Um ihren Klosterwunsch zu prüfen, plante sie, ihren Urlaub in einem Benediktinerinnenkloster zu verbringen. Sie fragte bei mehreren an, wurde schließlich an die Abtei Herstelle verwiesen. Sie kannte diese zwar nicht. Aber weil sie in Göttingen studiert hatte und Herstelle an der Weser nicht allzu weit von Göttingen entfernt liegt, dachte sie: „Prima da kann ich noch Studienfreundinnen besuchen.“ Doch, wie es ihre Natur ist, wenn sich Schwester Caterina schon in ein Kloster begibt, dann nicht als Touristin. Sie will sich ganz einlassen. An jedem Stundengebet nahm sie teil. Sie unterhielt sich intensiv mit einzelnen Schwestern. Und in der nüchternen, aber intensiven Weise, Eucharistie zu feiern, fand ihre geistliche Suche eine Heimat. „Ich hatte das Gefühl, angekommen zu sein. Meine Seele fühlte sich zu Hause.“
Nun war ihr ihre Berufung klar geworden. Und wieder setzte sie die ganze Energie ein, ihr Ziel zu erreichen. Sie hatte sich bei der Marine für 16 Jahre verpflichtet. Ihre Zeit war noch nicht um und normalerweise gibt es keine Möglichkeit, aus dem Vertrag auszusteigen. Sie sprach mit dem Personalverantwortlichen, den ihre Entscheidung zum Ordensleben beeindruckte. „Vielleicht findet sich nach dem Soldatengesetz eine Möglichkeit“, meinte er. Mit seiner Hilfe wandte sie sich schriftlich an die zuständige Kommission und begründete ihren Weg der Berufung ausführlich. Sie erhielt einen Wink. „Geben Sie uns etwas an die Hand, das zeigt, wie ernst es Ihnen ist, dass Sie keiner momentanen Laune folgen“, hieß es. Schwester Caterina machte ihren Klostereintritt klar und erhielt von der Hersteller Äbtissin eine Bestätigung, ab dem 1. Januar 2003 im Kloster aufgenommen zu sein. Dieser Entschiedenheit wollte sich die Bundeswehr nicht in den Weg stellen. Im Oktober 2002 erhielt die Stabsärztin ihre Entlassungspapiere.

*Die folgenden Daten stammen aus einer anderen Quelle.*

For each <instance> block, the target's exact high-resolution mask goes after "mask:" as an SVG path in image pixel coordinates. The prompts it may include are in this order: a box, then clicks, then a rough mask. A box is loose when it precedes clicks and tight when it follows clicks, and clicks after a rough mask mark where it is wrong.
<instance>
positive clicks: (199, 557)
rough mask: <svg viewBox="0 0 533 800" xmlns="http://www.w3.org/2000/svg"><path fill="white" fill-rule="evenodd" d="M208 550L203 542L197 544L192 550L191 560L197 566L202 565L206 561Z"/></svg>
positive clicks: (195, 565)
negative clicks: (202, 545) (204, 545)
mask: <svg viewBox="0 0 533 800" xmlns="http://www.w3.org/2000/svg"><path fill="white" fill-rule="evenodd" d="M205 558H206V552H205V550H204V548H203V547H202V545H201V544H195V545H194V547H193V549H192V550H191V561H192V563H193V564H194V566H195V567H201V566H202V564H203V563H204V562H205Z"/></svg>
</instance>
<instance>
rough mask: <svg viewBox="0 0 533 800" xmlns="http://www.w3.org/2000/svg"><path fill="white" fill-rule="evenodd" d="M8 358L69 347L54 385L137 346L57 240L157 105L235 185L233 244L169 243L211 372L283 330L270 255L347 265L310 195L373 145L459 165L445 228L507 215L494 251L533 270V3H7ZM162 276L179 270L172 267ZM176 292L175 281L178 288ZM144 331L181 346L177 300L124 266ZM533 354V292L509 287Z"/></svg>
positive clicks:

Nun lebt Schwester Caterina neun Jahre im Kloster Herstelle. In dieser Gemeinschaft von 38 Frauen zwischen 33 und 91 hat sie ihre Heimat gefunden. Ihre Spiritualität beschreibt Schwester Caterina eher als nüchtern. Sie braucht keine Bilder, die Begegnung mit Gott findet sie in der Eucharistie. Das Chorgebet bedeutet für sie eine wichtige Unterbrechung des Tagesgeschäfts. „Aber eine große Sängerin bin ich nicht“, gibt sie zu. Sie singt im Chor mit, für die Schola reiche ihre Stimme nicht, meint sie.
Doch eine andere künstlerische Ader in ihr hat die Hersteller Klostergemeinschaft gefördert. Sie hat schon als Mädchen gern Töpferarbeiten gemacht. Nun leitet sie seit 2010 die klostereigene Keramikwerkstatt. Eine Zahnärztin brauchte man im Kloster zwar nicht, aber das handwerkliche Talent der jungen Nonne wollte die Gemeinschaft nutzen. Sie ermöglichte ihr eine Ausbildung an der Fachschule für Keramikgestaltung im Westerwald.
„Ich bin Handwerker, keine Künstlerin. Ich betreibe Kunsthandwerk“, so erläutert Schwester Caterina ihre Berufseinstellung. Sie geht auch ihre künstlerischen Entwürfe rational planend an. Ihr erstes großes Werk entstand so, eine Gruppe der heiligen Familie, Kern einer künftigen Krippenproduktion im Kloster. Klare einfache Formen bestimmen die Figuren. In ihre Arbeit legte Schwester Caterina aber auch ihr inneres Gefühl hinein. Sie gestaltete die Josefsfigur als jungen engagierten Vater, der fürsorglich seinen Arm zu Maria und dem Kind hin ausstreckt. Und sie verlieh Maria und Josef ähnliche Gesichtszüge; wie ja auch zwei Ehepartner sich im Alter immer ähnlicher werden.